Even after this first part, in fact, the symbolism remains logical enough. Civilization has raped the swamp. Modern men are, if you like, crocodiles to each other. Years later--by this time, Gabe Kogen, the painter, has taken over the narration--it is entirely appropriate that gangs of morally deformed swamp creatures should invade the agreeable community that Finneran has built. Known as "bayhamas," they kill, rape and rob without compunction. And the reaction of the townspeople becomes equally violent; the crocodile blood of the title has prevailed.
Fractured Modern Conscience
But if Mandel keeps reasonably close to his symbols, his novel disintegrates altogether. Kogen is the fractured modern conscience, literally.
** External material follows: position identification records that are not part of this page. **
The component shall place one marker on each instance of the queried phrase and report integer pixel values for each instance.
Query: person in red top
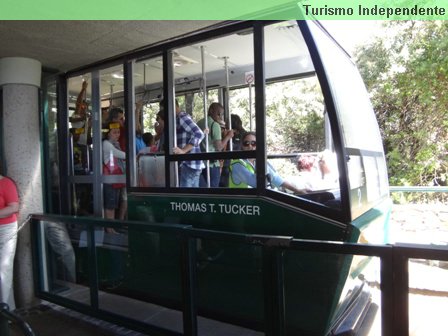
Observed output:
(9, 206)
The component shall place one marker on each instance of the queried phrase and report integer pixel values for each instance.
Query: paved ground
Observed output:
(50, 320)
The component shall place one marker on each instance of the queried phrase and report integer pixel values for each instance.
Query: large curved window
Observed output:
(366, 167)
(298, 137)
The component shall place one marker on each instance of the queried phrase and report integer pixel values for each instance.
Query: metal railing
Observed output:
(393, 271)
(6, 315)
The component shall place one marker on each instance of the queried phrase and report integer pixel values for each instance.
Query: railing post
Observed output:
(401, 289)
(387, 294)
(4, 327)
(189, 285)
(274, 291)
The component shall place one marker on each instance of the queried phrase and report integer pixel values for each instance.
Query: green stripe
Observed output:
(221, 10)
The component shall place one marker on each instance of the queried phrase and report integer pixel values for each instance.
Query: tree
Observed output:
(406, 74)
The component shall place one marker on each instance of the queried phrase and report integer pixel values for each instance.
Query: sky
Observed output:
(351, 33)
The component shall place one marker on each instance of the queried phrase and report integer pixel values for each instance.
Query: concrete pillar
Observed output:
(20, 80)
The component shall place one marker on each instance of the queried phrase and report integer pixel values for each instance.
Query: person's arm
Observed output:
(138, 116)
(218, 142)
(196, 135)
(108, 147)
(241, 174)
(9, 210)
(277, 181)
(291, 187)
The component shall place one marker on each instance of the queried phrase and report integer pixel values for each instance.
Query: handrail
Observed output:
(394, 273)
(418, 188)
(6, 315)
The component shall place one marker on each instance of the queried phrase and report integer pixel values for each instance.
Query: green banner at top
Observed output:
(223, 10)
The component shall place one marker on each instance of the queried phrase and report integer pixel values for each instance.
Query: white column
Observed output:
(20, 80)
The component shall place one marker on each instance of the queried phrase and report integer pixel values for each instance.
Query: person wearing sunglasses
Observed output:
(216, 143)
(243, 171)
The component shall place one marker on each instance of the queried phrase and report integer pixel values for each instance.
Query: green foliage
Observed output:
(407, 74)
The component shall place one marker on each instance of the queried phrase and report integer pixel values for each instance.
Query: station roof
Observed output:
(64, 45)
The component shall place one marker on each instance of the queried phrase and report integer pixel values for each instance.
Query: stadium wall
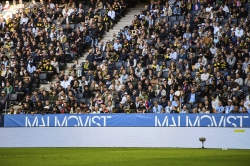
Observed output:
(183, 137)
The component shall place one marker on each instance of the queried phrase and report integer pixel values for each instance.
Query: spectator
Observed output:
(157, 108)
(192, 97)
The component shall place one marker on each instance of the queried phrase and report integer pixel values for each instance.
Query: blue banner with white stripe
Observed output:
(128, 120)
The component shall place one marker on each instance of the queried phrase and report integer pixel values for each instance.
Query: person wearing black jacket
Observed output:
(150, 92)
(27, 85)
(35, 80)
(174, 110)
(87, 92)
(95, 34)
(20, 91)
(27, 109)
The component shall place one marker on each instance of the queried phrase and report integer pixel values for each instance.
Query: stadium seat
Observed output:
(245, 88)
(234, 20)
(165, 18)
(150, 111)
(236, 94)
(228, 15)
(202, 99)
(224, 21)
(81, 100)
(159, 63)
(193, 12)
(202, 88)
(79, 96)
(246, 5)
(43, 76)
(63, 26)
(125, 64)
(193, 73)
(165, 74)
(176, 22)
(195, 105)
(189, 106)
(103, 11)
(118, 64)
(53, 22)
(72, 26)
(86, 8)
(78, 25)
(180, 18)
(153, 100)
(172, 18)
(12, 98)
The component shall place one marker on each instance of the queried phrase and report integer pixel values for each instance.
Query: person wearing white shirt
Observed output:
(239, 31)
(225, 8)
(124, 98)
(197, 65)
(65, 82)
(245, 64)
(168, 109)
(184, 110)
(213, 49)
(238, 79)
(209, 7)
(66, 12)
(51, 5)
(215, 102)
(24, 19)
(173, 55)
(204, 75)
(31, 68)
(111, 14)
(217, 27)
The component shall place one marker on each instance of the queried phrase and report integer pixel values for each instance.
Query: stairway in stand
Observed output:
(127, 20)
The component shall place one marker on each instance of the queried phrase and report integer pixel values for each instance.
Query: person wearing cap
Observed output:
(117, 44)
(8, 43)
(229, 107)
(219, 109)
(3, 99)
(157, 108)
(141, 108)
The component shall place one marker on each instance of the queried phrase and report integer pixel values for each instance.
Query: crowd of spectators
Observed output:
(39, 38)
(176, 57)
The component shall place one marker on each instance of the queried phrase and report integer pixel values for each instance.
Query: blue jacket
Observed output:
(196, 98)
(91, 58)
(88, 40)
(199, 6)
(186, 87)
(157, 110)
(182, 57)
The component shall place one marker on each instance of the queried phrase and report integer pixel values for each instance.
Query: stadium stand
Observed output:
(174, 57)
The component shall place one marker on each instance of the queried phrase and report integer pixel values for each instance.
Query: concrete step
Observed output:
(124, 21)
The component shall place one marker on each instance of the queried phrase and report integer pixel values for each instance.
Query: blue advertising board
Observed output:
(128, 120)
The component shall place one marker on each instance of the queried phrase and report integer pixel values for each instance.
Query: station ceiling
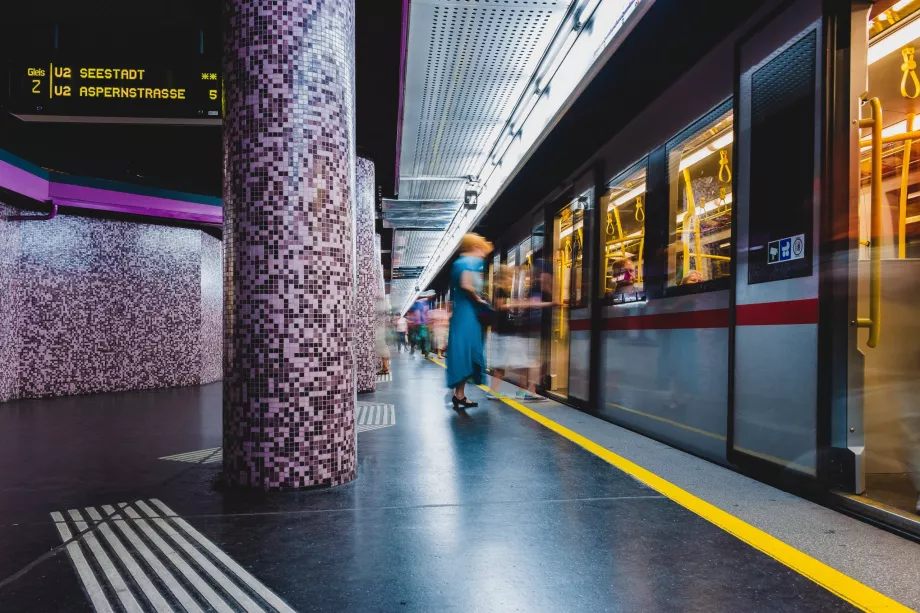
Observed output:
(485, 82)
(467, 66)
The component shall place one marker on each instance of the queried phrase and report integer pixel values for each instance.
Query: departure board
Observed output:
(113, 92)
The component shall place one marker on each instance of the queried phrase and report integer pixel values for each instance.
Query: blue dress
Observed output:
(465, 354)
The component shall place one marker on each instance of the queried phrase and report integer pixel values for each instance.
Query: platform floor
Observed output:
(483, 510)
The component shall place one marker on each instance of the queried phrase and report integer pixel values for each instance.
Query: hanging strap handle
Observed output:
(909, 68)
(725, 171)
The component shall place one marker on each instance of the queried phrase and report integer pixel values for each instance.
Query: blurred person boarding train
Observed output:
(465, 354)
(510, 347)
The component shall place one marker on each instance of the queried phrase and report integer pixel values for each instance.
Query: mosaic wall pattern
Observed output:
(366, 290)
(289, 175)
(212, 305)
(103, 306)
(10, 304)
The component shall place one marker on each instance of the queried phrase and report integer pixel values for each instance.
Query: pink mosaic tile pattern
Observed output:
(366, 287)
(289, 390)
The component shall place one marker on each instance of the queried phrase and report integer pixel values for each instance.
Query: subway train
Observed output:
(737, 271)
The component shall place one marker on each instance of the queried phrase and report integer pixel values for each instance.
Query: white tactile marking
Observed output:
(202, 456)
(93, 589)
(374, 415)
(134, 564)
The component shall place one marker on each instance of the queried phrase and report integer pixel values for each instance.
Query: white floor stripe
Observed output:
(140, 577)
(221, 579)
(191, 456)
(165, 576)
(216, 602)
(241, 573)
(93, 589)
(111, 573)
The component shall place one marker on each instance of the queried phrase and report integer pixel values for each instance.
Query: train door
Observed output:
(884, 421)
(568, 370)
(774, 423)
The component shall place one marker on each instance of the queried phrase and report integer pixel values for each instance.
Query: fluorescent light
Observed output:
(570, 229)
(704, 152)
(899, 37)
(634, 193)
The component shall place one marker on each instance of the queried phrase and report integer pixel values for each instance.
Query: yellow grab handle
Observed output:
(909, 68)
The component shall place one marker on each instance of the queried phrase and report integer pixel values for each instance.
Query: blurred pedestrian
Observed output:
(439, 320)
(465, 355)
(383, 350)
(499, 358)
(402, 329)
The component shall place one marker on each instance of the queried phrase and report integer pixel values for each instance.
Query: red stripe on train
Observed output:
(778, 313)
(793, 312)
(714, 318)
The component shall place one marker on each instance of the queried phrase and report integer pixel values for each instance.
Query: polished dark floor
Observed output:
(478, 511)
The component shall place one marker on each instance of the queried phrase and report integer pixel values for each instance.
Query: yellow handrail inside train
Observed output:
(694, 225)
(909, 68)
(902, 201)
(873, 322)
(616, 215)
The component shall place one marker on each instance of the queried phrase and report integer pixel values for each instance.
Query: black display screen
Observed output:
(112, 90)
(783, 165)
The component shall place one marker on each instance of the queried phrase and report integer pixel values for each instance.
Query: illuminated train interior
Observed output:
(708, 296)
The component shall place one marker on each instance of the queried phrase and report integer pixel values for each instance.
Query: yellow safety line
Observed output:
(859, 595)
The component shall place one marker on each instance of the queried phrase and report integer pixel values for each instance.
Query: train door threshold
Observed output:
(878, 513)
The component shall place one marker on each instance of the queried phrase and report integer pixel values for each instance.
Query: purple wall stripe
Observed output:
(17, 179)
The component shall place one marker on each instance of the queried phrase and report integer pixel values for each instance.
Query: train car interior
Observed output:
(890, 235)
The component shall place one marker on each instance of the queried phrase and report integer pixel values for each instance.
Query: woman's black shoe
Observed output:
(463, 403)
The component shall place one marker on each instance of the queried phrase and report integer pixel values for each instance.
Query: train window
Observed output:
(624, 236)
(700, 177)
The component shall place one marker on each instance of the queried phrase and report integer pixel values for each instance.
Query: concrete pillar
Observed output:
(366, 292)
(289, 174)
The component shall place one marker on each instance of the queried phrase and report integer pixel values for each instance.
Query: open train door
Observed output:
(778, 394)
(880, 428)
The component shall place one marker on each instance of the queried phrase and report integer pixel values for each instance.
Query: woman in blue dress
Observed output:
(465, 355)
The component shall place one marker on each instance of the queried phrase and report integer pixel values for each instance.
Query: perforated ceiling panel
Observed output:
(411, 253)
(468, 62)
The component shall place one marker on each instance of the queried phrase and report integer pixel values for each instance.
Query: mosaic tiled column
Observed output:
(366, 362)
(289, 176)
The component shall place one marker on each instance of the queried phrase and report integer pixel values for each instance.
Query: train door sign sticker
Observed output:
(786, 249)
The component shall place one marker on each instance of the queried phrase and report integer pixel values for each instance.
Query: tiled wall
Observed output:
(97, 305)
(366, 290)
(289, 179)
(212, 297)
(10, 304)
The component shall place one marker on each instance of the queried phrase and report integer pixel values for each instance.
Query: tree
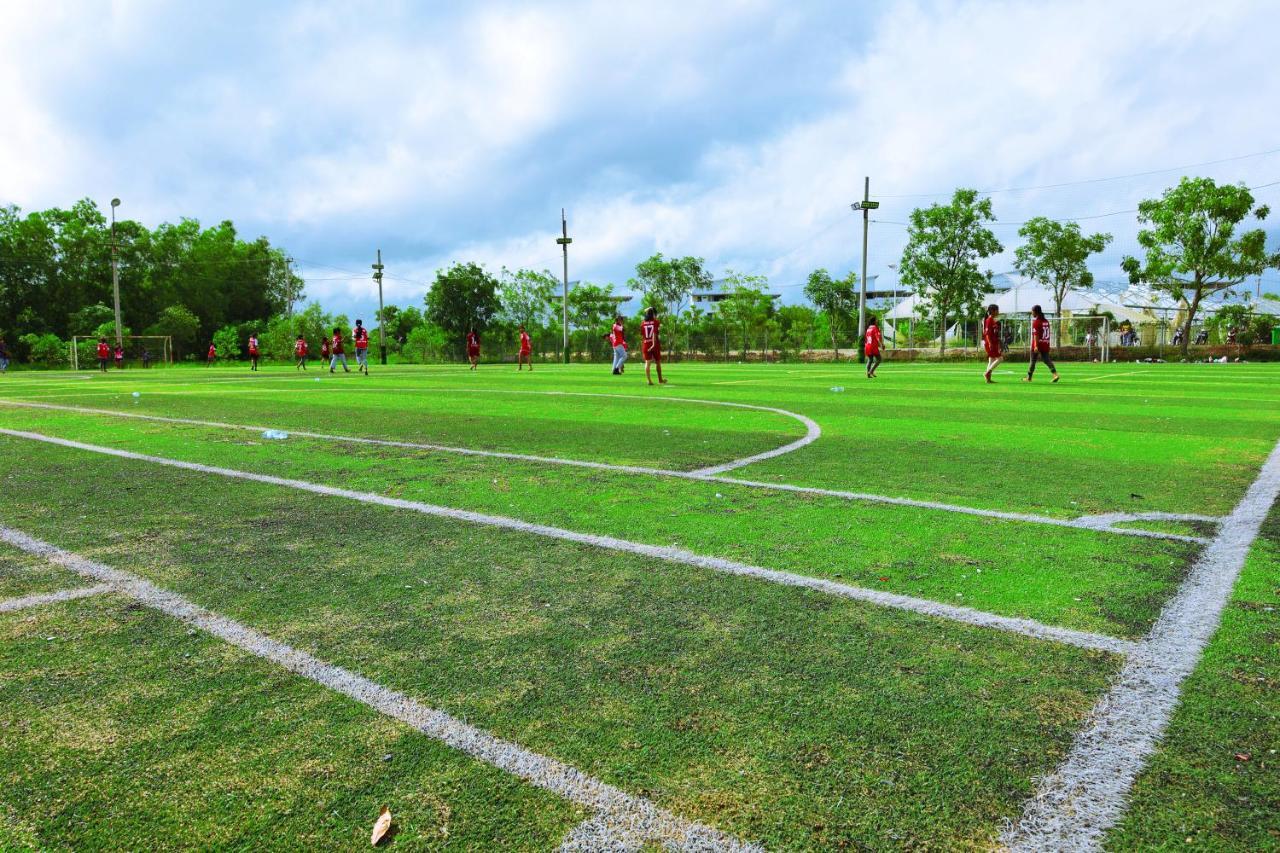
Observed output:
(1056, 255)
(1192, 250)
(526, 296)
(462, 297)
(667, 282)
(940, 261)
(836, 299)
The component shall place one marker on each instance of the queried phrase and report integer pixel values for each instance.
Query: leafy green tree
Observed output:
(1056, 255)
(182, 325)
(1192, 249)
(666, 283)
(836, 299)
(526, 296)
(462, 297)
(940, 261)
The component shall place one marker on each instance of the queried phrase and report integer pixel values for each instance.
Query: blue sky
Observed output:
(734, 131)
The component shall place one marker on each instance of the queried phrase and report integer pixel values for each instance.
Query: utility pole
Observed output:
(565, 240)
(867, 206)
(115, 278)
(382, 329)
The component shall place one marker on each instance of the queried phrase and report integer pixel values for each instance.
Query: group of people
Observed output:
(992, 342)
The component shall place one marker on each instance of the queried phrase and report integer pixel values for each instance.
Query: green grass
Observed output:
(1216, 781)
(780, 715)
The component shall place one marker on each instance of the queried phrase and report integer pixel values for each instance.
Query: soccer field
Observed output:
(776, 606)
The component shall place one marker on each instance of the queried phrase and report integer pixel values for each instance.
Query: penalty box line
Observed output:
(666, 553)
(1087, 523)
(632, 820)
(1088, 793)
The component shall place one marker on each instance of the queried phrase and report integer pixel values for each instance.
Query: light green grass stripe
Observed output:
(1024, 626)
(632, 817)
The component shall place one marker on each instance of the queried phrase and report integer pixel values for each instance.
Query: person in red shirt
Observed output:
(526, 351)
(1040, 343)
(300, 349)
(872, 346)
(337, 352)
(991, 340)
(360, 334)
(617, 337)
(472, 349)
(650, 346)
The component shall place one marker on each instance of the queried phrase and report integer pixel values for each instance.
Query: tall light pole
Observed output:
(565, 240)
(867, 206)
(115, 279)
(382, 329)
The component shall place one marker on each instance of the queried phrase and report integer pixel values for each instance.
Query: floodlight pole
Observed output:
(867, 206)
(115, 279)
(382, 329)
(565, 240)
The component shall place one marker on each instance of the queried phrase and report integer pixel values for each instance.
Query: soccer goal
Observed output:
(140, 351)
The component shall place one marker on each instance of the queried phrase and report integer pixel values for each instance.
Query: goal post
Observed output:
(140, 351)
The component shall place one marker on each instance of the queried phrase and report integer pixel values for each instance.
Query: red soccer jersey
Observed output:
(873, 340)
(1040, 333)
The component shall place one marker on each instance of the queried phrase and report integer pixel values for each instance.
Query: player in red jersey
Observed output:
(337, 352)
(472, 349)
(650, 346)
(872, 346)
(991, 340)
(526, 351)
(360, 334)
(617, 337)
(1040, 343)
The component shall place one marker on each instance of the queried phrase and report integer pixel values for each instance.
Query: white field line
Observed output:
(1087, 523)
(1024, 626)
(1088, 792)
(12, 605)
(639, 816)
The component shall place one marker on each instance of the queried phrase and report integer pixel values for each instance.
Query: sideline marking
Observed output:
(12, 605)
(922, 606)
(641, 819)
(1086, 523)
(1088, 793)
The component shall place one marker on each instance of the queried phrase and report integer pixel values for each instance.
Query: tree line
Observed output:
(201, 284)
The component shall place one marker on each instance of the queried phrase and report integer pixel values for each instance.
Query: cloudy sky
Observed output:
(736, 131)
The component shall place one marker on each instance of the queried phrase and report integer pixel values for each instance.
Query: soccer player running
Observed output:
(337, 352)
(472, 349)
(1040, 343)
(618, 341)
(361, 337)
(872, 346)
(650, 346)
(991, 340)
(526, 351)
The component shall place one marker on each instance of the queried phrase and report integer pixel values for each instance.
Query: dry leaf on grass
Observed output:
(380, 826)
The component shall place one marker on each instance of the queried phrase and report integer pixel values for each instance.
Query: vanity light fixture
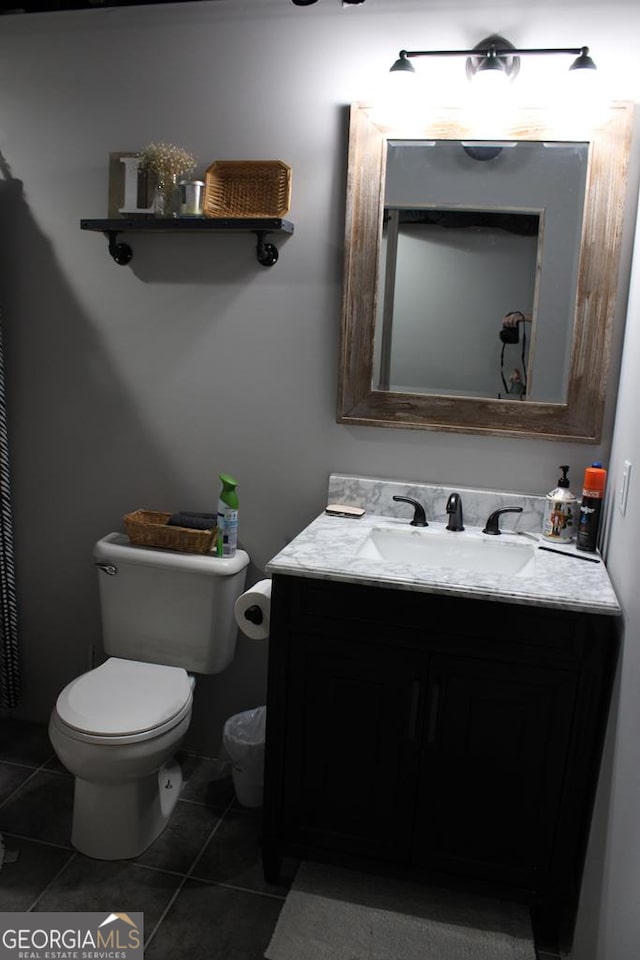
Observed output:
(494, 57)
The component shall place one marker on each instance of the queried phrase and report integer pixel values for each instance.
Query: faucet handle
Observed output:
(419, 516)
(492, 523)
(454, 509)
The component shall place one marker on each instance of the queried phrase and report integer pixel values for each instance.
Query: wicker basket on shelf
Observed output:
(247, 189)
(149, 528)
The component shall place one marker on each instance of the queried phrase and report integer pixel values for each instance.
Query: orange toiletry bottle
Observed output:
(595, 480)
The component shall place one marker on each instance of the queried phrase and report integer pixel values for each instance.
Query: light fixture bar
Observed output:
(496, 53)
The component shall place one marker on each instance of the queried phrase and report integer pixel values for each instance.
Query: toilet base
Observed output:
(119, 821)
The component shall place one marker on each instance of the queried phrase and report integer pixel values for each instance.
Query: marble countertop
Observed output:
(327, 549)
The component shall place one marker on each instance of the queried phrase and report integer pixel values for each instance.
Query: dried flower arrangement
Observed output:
(167, 161)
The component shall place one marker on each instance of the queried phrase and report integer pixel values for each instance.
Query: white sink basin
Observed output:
(479, 553)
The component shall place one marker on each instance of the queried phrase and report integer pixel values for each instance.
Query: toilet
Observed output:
(165, 616)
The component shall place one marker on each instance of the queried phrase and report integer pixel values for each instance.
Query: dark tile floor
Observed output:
(200, 885)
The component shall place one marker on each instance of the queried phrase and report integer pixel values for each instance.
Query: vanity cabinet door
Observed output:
(352, 748)
(495, 750)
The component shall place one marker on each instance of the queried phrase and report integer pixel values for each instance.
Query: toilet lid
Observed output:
(124, 697)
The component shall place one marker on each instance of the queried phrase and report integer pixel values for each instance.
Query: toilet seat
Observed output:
(123, 701)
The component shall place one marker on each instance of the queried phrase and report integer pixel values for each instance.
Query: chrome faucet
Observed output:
(493, 523)
(454, 509)
(419, 518)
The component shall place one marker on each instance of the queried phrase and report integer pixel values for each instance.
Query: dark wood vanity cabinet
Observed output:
(437, 737)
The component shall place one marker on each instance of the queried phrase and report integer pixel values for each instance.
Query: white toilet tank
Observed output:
(168, 608)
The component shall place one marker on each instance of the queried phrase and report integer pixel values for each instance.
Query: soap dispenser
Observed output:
(560, 512)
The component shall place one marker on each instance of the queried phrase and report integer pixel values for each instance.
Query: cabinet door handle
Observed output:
(433, 713)
(413, 710)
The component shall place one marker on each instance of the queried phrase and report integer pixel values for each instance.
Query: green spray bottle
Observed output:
(227, 537)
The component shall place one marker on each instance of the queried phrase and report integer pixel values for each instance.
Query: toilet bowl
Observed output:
(117, 729)
(165, 616)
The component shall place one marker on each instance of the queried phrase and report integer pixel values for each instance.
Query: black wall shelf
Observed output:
(266, 251)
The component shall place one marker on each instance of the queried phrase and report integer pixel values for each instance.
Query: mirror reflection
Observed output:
(414, 352)
(478, 268)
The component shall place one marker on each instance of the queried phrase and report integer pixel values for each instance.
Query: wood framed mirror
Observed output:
(426, 179)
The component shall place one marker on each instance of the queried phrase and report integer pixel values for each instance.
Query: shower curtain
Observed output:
(9, 664)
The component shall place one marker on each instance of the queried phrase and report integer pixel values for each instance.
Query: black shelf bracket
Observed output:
(266, 251)
(121, 252)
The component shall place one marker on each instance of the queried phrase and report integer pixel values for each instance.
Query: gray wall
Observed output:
(136, 386)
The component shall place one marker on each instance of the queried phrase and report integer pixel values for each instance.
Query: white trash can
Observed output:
(243, 738)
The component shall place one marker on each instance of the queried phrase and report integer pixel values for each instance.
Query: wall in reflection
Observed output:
(449, 282)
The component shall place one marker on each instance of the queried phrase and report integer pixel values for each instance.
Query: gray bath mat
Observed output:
(336, 914)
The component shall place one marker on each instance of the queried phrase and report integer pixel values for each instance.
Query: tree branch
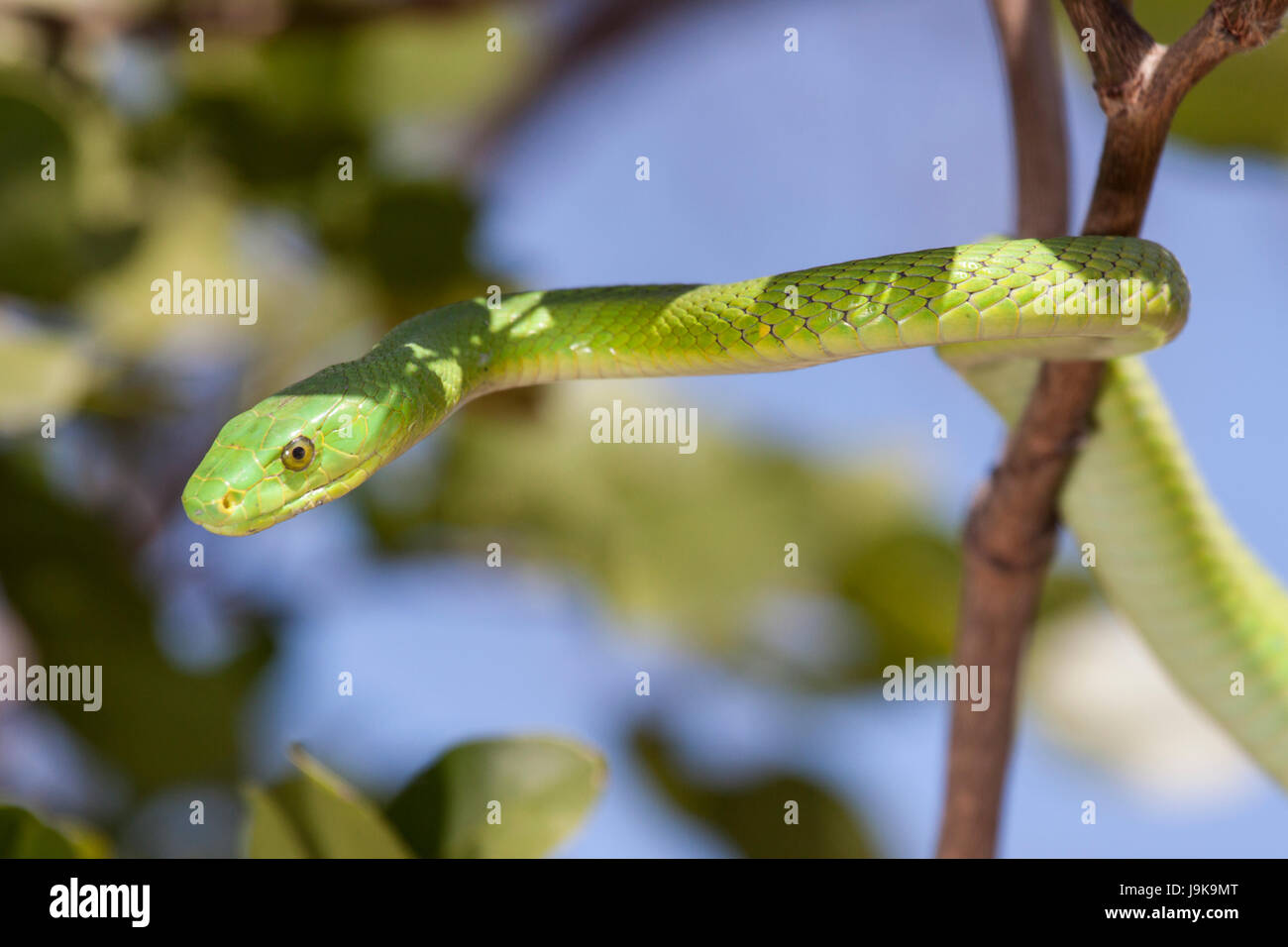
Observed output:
(1012, 528)
(1037, 116)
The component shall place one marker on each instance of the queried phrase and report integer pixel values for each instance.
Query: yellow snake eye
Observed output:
(297, 454)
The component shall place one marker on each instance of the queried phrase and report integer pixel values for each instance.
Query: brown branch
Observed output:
(1037, 116)
(1012, 528)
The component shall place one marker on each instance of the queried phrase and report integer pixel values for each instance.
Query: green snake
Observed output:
(1164, 556)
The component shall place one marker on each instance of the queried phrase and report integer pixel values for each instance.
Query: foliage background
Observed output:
(518, 169)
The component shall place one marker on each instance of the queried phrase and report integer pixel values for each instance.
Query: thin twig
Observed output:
(1012, 528)
(1026, 38)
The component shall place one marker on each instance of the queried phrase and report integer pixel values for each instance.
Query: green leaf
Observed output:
(24, 835)
(540, 789)
(752, 814)
(1239, 103)
(697, 556)
(269, 831)
(317, 814)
Shot in the head in World War II, he undergoes spells of hallucination, near-epileptic attacks, and a small stroke.
Poor qualifications to narrate what becomes a wilder and wilder story. He takes lucrative commissions from the ruling class--with Finneran at its head--and makes love to its wives and daughters. He goes on missions to investigate what is happening in the swamp. He witnesses a crocodile-like creature raping a neighboring family.
What is actually happening and what he thinks is happening become increasingly confused. And this leaves the reader with little way of responding to the descriptions of street massacres, of a vigilante society gone wild, and finally, of the society's leaders stalking and assassinating each other.
The events of the book's second half become less real the more strenuous they get. They are like the blaring of a public-address system gone haywire. More seriously, the characters lose all identity. They are swirling, hyperactive shadows.
By the end, Mandel's 420 overburdened pages have made a point no different and much more ponderous than that made by another group of swamp residents three decades ago. As Pogo and his Okefenokee friends put it: "We have met the enemy and they is us."